Bei chronischen oder „Low-grade“-Infekten hingegen können die laborchemischen Entzündungszeichen und klinischen Symptome völlig unauffällig sein. Patientinnen und Patienten, die systemische Kortikosteroide einnehmen oder periprothetische Steroidinjektionen erhalten haben, tragen ein deutlich höheres Risiko für Infektionen. Diese Patientinnen und Patienten sollten deshalb kritisch evaluiert werden [12].

Labor

Zur Diagnostik von Infekten an der Schulter sind die klassischen Infektmarker (C-reaktives Protein (CRP), Leukozyten) zu bestimmen. Für viele zusätzliche Laborparameter fehlen klare Leitlinien und belastbare Grenzwerte, was ihre diagnostische Aussagekraft einschränkt [13]. Zu diesen Markern zählen Analysen der Synovialflüssigkeit auf Lymphozyten und Plasmazellen, IL6 (im Serum oder der Synovialflüssigkeit), synoviale Zytokine, TNF-alpha, Leukozyten-Esterase, Alpha-Defensin und D-Dimere. Da für diese Laborparameter aber klare Leitlinien und Grenzwerte fehlen, kann derzeit keine Empfehlung für deren Einsatz ausgesprochen werden. Für CRP besteht der Schwellenwert von 7,2 mg/l, allerdings ist die Spezifität und Sensitivität sehr schwach. Der Normalwert liegt üblicherweise bei 5 mg/l oder 0,5 mg/dl. Der Schweregrad einer Infektion lässt sich häufig an der Höhe des CRP-Anstiegs messen. Im Bereich von 1–5 mg/dl liegen leichte Infekte und lokale Entzündungen, während CRP-Werte über 5 mg/dl oder gar über über 10 mg/dl auf die Entwicklung einer ausgedehnten septischen Infektion oder eine akute Osteomyelitis hinweisen können [1]. Es ist zu beachten, dass auch andere Infektionen zu einer Erhöhung des CRP-Wertes führen können. Zu diesen Infektionen zählen unter anderem rheumatische Erkrankungen, Gichtanfälle, Harnsäurestoffwechselstörungen, Infektionen der ableitenden Harnwege, chronische Infekte im Mund und Rachenraum (Zähne, Hygiene, Hautstatus).

Bildgebung

In akuten Fällen liefern Röntgenaufnahmen in der Regel noch keine Hinweise auf eine Lockerung, da das Zeitfenster für die Entwicklung sichtbarer Osteolysen seit der Operation meist zu kurz ist. Allerdings kann eine Sonografie zum Aufspüren von Flüssigkeit oder einem periartikulären Abszess helfen. Ist das klinische Bild unklar und frei von Flüssigkeit, sind die Resultate einer Aspiration wenig zuverlässig [14].
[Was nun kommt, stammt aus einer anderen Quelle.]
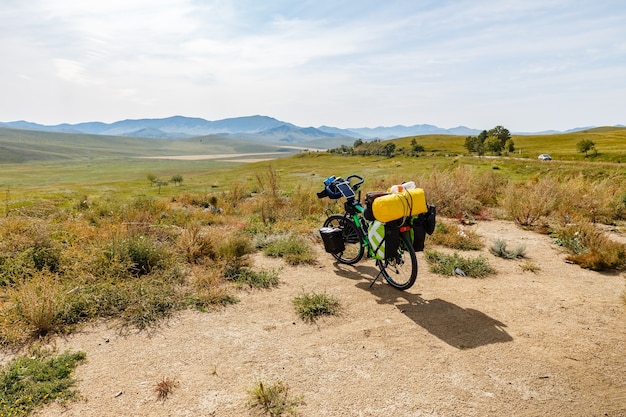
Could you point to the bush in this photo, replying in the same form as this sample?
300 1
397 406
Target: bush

Im Unterschied dazu ist sind Lockerungszeichen im Röntgenbild (true-AP, axial, outlet-view) häufig der erste Hinweis auf einen chronischen oder „Low-grade“-Infekt. Es besteht der Verdacht auf eine infektassoziierte Lockerung, wenn auf dem Röntgenbild bereits unter 1 Jahr nach der Operation ein Saum um den Prothesenschaft zu sehen ist (Abb. 5). Im Falle einer zementierten, anatomischen Glenoidkomponente sind Säume jedoch nach 5 Jahren oft physiologisch und nicht zwangsläufig hinweisend für eine Lockerung. Bei klinischen Beschwerden wie Bewegungseinschränkungen oder Schmerzen kann eine Kontrollarthroskopie Klarheit verschaffen. Szintigrafische Verfahren sind meistens nicht in der Lage, die notwendige Spezifität zur sicheren Infektionsdiagnose zu bieten [15].